Electronic health record-based weight maintenance coaching

1. This randomized controlled trial showed a mean weight difference of -2.86 kg at 24 months and -3.21 kg at 30 months in participants that received personalized online health coaching in comparison to electronic health record (HER) tracking alone.

2. Participants that received a personalized coach had higher satisfaction with the program and entered their weight into the EHR more frequently than those that did not receive a coach.

Evidence Rating Level: 1 (Excellent)

Study Rundown: Obesity is a persistent problem in America and poses many health risks. Many patients struggle with keeping the weight off and eventually regain it. A randomized controlled trial affiliated with the University of Pittsburg Medical Center evaluated weight maintenance interventions using electronic health record (EHR) tools alone versus EHR plus personalized online health coaching for 24 months. This study examined weight change at 24-months, as well as at 30-months after the intervention ended. Participants that received coaching has less weight regain at each follow-up assessment with a mean difference of -2.86 kg at 24 months and -3.21 kg at 30 months. In addition, the coaching group participants had greater satisfaction with the program and entered their weight into the EHR more frequently than participants receiving only EHR tools.

This study had several limitations including that it was a single-site trial and most participants were female and white, meaning that these results may not be generalizable to other populations. In addition, the participants and study staff were not blinded to trial groups and there was missing data that could have introduced potential bias during analysis.

Overall this study showed that personalized online health coaching helped participants keep their weight off better than just EHR tracking alone. Further research is needed to assess longer-term effectiveness and generalizability of the results.

Click to read the study in Annals of Internal Medicine

Relevant Reading: Web-based intervention to promote weight-loss maintenance using an activity monitor: A randomized controlled trial

In-Depth [randomized controlled trial]: This study was a randomized controlled trial conducted with practices affiliated with the University of Pittsburgh Medical Center. Participants were recruited between October 2013 and February 2015, with follow-up completed in March 2017. Patients between the ages of 18 to 75 years with intentional weight loss of at least 5% in the previous 2 years were included in this study. Patients were excluded if there was a medical explanation for weight loss, preparation for or participation in bariatric surgery, and pregnancy. Participants were split into 2 groups – a coaching group and a tracking group. The coaching group received a personalized online health coach that answered questions, discussed barriers, and provided feedback to the participant. The tracking group recorded outcomes in the EHR with no personalized feedback.

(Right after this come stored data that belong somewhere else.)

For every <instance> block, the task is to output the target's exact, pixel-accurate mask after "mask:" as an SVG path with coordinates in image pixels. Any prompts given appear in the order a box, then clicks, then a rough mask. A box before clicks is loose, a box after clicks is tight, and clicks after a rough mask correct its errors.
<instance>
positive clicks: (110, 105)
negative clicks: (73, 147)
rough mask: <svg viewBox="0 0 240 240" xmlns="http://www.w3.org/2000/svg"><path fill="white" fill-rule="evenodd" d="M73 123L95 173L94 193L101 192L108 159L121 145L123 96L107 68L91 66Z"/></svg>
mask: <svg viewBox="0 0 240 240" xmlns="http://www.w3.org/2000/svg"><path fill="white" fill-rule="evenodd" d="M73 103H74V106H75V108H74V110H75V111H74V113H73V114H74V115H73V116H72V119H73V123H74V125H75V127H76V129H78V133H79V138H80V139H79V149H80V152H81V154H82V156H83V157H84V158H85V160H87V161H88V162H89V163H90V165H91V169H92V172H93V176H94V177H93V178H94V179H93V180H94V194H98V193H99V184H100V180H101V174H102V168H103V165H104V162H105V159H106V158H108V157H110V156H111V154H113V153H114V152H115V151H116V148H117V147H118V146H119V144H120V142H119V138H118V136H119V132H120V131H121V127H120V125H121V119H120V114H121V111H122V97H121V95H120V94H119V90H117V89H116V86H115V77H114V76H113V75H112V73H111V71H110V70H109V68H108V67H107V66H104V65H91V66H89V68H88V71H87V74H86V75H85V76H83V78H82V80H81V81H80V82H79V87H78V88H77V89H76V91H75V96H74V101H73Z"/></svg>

The primary outcome measured was weight change at 24-months and an exploratory 30-month weight outcome after the intervention ended. Other outcomes explored were BMI, maintenance of at least 5% weight loss, waist circumference, number of steps per day, health-related quality of life, physical function, blood pressure, and patient satisfaction. Participants that received coaching had less weight regain at each follow-up assessment. There was a significant difference in weight change between the 2 groups at 24 months (-2.86 kg [95% CI, -4.60 to -1.11 kg]). At 30 months, there was a mean difference of -3.21 kg ([CI, -5.17 to -1.25 kg]). In addition, the coaching group participants had greater satisfaction with the program than participants receiving only EHR tools (mean difference, 0.29 [CI, 0.07 to 0.52]; P=0.012). It was also noted that on average the coaching group entered tracking information more frequently that the other group. Neither group reported any serious adverse events.